The version Robbins first read had come a long way since the initial draft, with its stagnating action and some sections sticky as damp sugar. In response to Bock’s and Harnick’s notes, Stein had restored the ironic confusion in the meeting between Tevye and Lazar with a light, humorous hand and, in place of a series of escalating insults between them that had ended the scene before, the men now concluded with a happy toast “To life!”—and broke into song. In this draft, Perchik was charmingly introducing the subject of marriage to Hodel as a “political question,” and in general humor was emerging more out of character than from set-up jokes. A scene in which Tevye goes to the local priest to demand his daughter Chava be returned to the family ends with him reeling away, rebuffed. Following Sholem-Aleichem, Tevye wonders in a troubled monologue, here set to music, why God bothered to make different kinds of people: “Forgive me for asking / But why did you choose / to make of your children / both Gentiles and Jews? / These questions, almighty God / I hope you’ll excuse / But I had a daughter / Too precious to lose.” The action finds a spot of uplift when Motel acquires a sewing machine at last and sings it a love song, but then the constable delivers a new, irrevocable blow: eviction. In acquiescing to the decree, Tevye stands up to its minion (and plays to the house): “We are not strong, we have no power in the government. But we have a special talent to survive. We are a peaceful people, we do not win great wars, but we survive—we flourish and survive!” Then Chava joins the family, pledging to emigrate with them no matter what her husband decides. (He shows up and, after a tense silence, Tevye tells him to help with the packing.)

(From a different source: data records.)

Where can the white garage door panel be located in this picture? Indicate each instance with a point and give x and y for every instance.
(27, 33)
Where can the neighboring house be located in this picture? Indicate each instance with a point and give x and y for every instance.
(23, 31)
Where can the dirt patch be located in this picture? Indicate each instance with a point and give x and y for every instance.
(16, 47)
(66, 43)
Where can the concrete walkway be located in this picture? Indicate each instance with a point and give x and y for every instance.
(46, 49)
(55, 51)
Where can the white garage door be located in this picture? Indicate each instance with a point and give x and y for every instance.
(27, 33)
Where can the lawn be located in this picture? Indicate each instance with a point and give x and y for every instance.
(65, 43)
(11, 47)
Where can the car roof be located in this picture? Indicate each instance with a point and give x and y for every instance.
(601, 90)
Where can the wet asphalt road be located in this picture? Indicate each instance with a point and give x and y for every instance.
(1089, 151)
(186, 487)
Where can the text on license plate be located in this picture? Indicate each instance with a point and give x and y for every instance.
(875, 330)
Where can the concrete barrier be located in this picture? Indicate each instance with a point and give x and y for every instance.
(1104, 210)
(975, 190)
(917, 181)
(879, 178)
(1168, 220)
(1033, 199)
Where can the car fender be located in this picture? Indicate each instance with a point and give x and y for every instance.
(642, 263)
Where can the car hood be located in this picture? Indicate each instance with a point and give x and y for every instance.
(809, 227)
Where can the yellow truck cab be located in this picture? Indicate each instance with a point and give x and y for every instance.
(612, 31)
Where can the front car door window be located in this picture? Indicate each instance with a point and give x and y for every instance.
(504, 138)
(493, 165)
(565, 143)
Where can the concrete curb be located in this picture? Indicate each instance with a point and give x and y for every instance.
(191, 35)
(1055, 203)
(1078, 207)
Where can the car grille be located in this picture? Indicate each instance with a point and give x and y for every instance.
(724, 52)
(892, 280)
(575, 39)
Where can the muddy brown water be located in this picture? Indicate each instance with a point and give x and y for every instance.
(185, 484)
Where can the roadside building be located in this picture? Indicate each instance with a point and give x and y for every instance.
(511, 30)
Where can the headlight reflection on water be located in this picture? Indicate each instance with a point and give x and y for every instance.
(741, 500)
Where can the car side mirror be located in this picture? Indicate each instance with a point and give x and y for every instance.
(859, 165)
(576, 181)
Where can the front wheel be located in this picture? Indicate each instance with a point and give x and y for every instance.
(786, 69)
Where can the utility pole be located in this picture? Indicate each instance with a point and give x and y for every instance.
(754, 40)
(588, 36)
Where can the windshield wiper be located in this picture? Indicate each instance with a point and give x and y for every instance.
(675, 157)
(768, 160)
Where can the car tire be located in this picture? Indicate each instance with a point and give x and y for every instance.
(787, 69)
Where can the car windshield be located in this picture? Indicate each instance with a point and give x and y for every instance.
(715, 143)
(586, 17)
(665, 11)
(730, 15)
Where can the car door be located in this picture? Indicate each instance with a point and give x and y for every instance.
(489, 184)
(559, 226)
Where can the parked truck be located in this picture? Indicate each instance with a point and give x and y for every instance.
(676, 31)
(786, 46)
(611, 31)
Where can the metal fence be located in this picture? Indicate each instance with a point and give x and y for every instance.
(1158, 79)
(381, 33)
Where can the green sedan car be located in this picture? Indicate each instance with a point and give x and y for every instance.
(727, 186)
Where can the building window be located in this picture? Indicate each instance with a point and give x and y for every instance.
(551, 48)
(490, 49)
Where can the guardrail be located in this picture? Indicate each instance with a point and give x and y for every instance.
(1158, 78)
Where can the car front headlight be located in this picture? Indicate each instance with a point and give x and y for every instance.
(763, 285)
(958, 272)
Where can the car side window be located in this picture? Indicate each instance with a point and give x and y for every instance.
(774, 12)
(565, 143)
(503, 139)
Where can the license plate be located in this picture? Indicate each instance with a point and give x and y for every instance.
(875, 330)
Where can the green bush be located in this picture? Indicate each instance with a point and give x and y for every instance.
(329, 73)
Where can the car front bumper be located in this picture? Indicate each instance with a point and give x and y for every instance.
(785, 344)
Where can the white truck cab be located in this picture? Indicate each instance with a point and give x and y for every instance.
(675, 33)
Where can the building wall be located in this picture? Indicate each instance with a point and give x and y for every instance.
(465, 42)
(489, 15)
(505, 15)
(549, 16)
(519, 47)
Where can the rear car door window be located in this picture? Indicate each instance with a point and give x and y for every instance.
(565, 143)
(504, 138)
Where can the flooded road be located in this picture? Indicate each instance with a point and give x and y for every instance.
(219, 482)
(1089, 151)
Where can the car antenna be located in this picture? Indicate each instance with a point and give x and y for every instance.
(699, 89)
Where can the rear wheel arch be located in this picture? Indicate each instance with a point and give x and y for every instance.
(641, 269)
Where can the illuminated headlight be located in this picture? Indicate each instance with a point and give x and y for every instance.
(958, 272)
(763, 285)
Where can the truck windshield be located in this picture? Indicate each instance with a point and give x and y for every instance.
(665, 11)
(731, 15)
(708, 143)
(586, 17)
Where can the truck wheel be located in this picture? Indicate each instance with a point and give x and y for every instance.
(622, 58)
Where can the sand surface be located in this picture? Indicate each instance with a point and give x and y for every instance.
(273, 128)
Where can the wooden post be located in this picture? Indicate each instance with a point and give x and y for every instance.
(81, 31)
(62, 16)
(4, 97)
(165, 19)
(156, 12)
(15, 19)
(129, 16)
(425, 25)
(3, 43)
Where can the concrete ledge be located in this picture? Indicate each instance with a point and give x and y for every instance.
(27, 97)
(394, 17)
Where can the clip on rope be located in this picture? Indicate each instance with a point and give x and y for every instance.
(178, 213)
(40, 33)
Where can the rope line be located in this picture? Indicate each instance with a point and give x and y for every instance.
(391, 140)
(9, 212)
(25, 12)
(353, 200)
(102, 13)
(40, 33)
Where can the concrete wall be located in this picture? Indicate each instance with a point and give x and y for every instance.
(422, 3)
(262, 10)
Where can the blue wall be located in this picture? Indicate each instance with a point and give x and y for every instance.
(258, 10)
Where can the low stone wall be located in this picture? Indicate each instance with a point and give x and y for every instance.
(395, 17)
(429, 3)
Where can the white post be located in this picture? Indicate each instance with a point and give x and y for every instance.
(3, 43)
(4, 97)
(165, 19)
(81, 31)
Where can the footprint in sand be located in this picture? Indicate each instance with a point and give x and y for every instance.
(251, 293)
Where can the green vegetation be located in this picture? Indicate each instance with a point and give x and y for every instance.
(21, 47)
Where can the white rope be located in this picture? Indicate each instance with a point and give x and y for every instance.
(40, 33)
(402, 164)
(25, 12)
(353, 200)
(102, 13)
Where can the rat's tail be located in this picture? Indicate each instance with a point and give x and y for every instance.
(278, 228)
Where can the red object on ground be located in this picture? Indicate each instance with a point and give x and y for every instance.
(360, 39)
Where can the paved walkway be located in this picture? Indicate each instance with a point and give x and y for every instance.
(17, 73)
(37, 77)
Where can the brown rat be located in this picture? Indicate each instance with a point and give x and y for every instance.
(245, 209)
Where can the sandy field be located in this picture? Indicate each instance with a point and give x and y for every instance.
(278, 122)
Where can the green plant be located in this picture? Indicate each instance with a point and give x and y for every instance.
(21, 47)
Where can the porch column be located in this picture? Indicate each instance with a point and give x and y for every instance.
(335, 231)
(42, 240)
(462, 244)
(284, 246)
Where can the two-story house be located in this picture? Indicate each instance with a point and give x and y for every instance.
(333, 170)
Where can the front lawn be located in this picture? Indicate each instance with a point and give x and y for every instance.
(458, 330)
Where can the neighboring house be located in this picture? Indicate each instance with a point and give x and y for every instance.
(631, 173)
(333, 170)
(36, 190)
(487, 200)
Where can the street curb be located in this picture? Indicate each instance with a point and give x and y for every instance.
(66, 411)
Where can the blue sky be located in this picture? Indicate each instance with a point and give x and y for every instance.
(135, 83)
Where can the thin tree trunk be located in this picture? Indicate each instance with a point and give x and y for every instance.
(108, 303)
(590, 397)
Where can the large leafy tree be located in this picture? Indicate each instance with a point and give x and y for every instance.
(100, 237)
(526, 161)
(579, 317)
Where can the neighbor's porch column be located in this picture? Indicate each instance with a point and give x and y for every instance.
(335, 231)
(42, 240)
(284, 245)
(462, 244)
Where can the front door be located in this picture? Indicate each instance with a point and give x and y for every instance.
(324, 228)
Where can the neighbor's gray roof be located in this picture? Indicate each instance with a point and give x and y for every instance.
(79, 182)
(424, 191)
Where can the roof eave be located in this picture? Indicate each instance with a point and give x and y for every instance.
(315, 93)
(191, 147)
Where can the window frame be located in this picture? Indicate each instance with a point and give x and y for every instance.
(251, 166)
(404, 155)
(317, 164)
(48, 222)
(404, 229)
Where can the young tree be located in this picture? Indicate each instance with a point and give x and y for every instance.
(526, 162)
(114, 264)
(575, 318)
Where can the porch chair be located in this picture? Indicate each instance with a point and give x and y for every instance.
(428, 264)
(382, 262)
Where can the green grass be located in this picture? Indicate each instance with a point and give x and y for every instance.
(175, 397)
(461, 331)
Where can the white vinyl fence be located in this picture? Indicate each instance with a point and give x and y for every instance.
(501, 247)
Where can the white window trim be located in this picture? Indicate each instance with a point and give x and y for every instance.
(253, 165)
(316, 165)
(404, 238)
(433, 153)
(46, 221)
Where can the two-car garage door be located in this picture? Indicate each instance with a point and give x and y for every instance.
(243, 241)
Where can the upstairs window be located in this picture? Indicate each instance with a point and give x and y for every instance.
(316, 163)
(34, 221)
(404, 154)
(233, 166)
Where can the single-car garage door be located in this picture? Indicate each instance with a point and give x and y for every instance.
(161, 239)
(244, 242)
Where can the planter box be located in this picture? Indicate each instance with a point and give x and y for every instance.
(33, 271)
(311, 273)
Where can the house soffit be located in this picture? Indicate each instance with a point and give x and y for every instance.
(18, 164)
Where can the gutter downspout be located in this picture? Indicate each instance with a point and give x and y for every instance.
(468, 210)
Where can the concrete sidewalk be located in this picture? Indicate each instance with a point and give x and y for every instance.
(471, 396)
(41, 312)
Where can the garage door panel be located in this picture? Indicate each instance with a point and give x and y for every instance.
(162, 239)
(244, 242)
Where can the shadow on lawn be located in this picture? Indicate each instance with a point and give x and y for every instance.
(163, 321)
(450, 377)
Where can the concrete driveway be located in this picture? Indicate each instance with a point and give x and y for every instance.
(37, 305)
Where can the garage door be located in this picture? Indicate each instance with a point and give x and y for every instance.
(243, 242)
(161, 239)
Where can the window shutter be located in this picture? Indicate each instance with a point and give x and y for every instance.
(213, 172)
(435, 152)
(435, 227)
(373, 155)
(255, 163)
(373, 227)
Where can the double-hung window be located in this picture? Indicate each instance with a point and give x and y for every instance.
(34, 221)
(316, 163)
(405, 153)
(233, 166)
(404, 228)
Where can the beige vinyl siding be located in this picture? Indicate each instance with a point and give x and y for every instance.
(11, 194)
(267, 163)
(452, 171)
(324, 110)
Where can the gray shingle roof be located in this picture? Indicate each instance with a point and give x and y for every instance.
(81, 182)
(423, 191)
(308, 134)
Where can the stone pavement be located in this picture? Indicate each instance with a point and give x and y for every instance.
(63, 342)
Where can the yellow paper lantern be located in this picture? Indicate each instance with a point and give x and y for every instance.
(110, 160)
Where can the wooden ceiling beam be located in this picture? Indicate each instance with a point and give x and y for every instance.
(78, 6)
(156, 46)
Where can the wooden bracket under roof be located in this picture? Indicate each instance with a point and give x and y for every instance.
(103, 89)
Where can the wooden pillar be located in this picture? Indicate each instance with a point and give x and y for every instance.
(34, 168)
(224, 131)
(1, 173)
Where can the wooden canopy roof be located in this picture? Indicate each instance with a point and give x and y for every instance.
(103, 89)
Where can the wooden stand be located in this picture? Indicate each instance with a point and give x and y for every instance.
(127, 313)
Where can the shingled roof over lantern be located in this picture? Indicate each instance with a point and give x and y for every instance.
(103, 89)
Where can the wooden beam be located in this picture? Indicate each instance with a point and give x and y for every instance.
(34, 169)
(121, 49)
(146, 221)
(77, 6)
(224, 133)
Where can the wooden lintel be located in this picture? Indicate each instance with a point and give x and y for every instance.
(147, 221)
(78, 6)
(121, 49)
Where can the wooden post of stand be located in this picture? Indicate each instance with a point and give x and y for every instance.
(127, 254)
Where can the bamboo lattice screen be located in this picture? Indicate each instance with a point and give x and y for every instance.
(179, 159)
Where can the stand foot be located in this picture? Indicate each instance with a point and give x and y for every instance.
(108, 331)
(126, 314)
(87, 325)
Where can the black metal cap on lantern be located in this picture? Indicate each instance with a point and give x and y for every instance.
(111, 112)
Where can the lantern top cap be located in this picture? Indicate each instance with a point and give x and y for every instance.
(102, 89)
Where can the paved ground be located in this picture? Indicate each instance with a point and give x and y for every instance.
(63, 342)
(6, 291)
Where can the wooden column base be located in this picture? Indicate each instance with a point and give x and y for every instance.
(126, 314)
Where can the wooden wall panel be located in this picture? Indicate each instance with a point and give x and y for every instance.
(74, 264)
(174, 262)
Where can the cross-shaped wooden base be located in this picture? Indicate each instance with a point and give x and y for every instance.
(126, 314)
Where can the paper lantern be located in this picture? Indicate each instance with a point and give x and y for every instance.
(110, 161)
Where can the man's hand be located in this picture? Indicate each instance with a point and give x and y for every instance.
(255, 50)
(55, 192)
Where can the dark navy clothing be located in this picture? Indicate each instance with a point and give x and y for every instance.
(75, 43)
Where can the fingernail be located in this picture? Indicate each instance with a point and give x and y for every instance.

In addition to “Sabbath Prayer,” “Sunrise, Sunset,” and “Tevye’s Dream,” Bock and Harnick had already written a touching musical plea from Tzeitel begging not to have to marry the butcher, “Poppa Help Me,” and a “Letter to America” in which the community, led by Tevye, responds to mail from relatives overseas by singing of their love of Anatevka, asking, “Who needs America? / Who needs a new community / changing our ways to I don’t know what? / Maybe there’s opportunity / Maybe I’d like America, but…”

All of these developments gave the show more dramatic tension and shape. Stein was fattening the characters and the songs were advancing action or thickening context.